An Alternative to FLOPS Regularization to Effectively Productionize SPLADE-Doc
Aldo Porco, Dhruv Mehra, Igor Malioutov, Karthik Radhakrishnan, Moniba Keymanesh, Daniel Preoţiuc-Pietro, Sean MacAvaney, Pengxiang Cheng
TL;DR
The paper tackles the latency bottleneck in Learned Sparse Retrieval (LSR) models like SPLADE-Doc caused by high-frequency terms that produce long posting lists. It introduces DF-FLOPS, a cross-term regularization that augments FLOPS by weighting each term according to its document frequency, using $\ell_{DF-FLOPS} = \sum_{t \in V} ( \frac{w_t}{N} \sum_{i = 1}^{N} r_{i,t} )^2$ with $w_t = \mathrm{activ}(\frac{DF_t}{|C|})$, where $DF_t$ is a corpus-wide frequency estimate updated periodically during training. Applied to SPLADE-Doc, DF-FLOPS reduces the prevalence of high-DF tokens and dramatically lowers retrieval latency (roughly 10x faster than FLOPS baselines) while maintaining in-domain effectiveness (small MRR@10 drop) and often improving cross-domain performance on BEIR. The approach yields production-ready sparsity by enabling selective inclusion of salient high-frequency terms, achieving BM25-like latency with competitive effectiveness and showing strong potential for real-world deployment of LSR in search engines.
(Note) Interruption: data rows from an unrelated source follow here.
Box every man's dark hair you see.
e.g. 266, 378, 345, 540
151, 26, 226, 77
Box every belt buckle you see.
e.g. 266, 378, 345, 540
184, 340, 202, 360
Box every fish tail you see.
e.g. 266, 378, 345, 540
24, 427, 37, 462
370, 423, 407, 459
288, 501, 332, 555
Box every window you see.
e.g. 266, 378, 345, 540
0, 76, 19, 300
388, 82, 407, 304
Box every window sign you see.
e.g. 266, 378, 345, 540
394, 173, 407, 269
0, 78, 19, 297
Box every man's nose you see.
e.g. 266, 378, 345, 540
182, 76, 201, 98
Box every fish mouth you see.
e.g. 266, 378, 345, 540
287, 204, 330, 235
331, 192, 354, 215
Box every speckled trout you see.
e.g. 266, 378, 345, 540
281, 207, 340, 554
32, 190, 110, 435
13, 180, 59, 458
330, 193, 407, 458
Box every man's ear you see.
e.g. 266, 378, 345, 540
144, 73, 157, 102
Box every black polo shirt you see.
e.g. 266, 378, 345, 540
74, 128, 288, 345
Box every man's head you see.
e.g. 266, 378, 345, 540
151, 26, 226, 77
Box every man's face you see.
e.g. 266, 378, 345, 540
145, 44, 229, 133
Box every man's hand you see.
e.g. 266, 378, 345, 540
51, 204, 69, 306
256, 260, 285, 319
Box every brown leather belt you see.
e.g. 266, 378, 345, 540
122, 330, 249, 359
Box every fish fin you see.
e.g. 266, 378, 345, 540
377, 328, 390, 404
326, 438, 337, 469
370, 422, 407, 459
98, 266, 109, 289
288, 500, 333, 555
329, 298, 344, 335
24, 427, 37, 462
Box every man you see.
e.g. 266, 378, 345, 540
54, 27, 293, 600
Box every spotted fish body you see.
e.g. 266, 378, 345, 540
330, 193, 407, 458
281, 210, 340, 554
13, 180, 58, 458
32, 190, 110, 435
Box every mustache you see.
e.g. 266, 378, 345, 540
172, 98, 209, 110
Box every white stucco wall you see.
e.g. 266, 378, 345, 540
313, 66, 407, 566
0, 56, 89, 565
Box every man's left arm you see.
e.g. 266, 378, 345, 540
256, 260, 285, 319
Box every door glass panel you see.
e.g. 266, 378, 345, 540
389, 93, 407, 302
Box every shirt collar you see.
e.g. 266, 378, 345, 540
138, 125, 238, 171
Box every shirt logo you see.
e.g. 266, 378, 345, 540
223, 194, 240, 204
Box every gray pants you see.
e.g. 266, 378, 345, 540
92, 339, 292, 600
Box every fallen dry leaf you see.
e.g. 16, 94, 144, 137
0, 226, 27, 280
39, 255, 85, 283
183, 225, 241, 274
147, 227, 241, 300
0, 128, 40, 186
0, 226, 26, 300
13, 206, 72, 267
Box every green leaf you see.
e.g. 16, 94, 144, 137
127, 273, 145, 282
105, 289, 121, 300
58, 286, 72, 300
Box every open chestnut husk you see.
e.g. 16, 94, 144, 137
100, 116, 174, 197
Future work may explore alternative DF estimation strategies and additional SPLADE variants.
Abstract
Learned Sparse Retrieval (LSR) models encode text as weighted term vectors, which need to be sparse to leverage inverted index structures during retrieval. SPLADE, the most popular LSR model, uses FLOPS regularization to encourage vector sparsity during training. However, FLOPS regularization does not ensure sparsity among terms - only within a given query or document. Terms with very high Document Frequencies (DFs) substantially increase latency in production retrieval engines, such as Apache Solr, due to their lengthy posting lists. To address the issue of high DFs, we present a new variant of FLOPS regularization: DF-FLOPS. This new regularization technique penalizes the usage of high-DF terms, thereby shortening posting lists and reducing retrieval latency. Unlike other inference-time sparsification methods, such as stopword removal, DF-FLOPS regularization allows for the selective inclusion of high-frequency terms in cases where the terms are truly salient. We find that DF-FLOPS successfully reduces the prevalence of high-DF terms and lowers retrieval latency (around 10x faster) in a production-grade engine while maintaining effectiveness both in-domain (only a 2.2-point drop in MRR@10) and cross-domain (improved performance in 12 out of 13 tasks on which we tested). With retrieval latencies on par with BM25, this work provides an important step towards making LSR practical for deployment in production-grade search engines.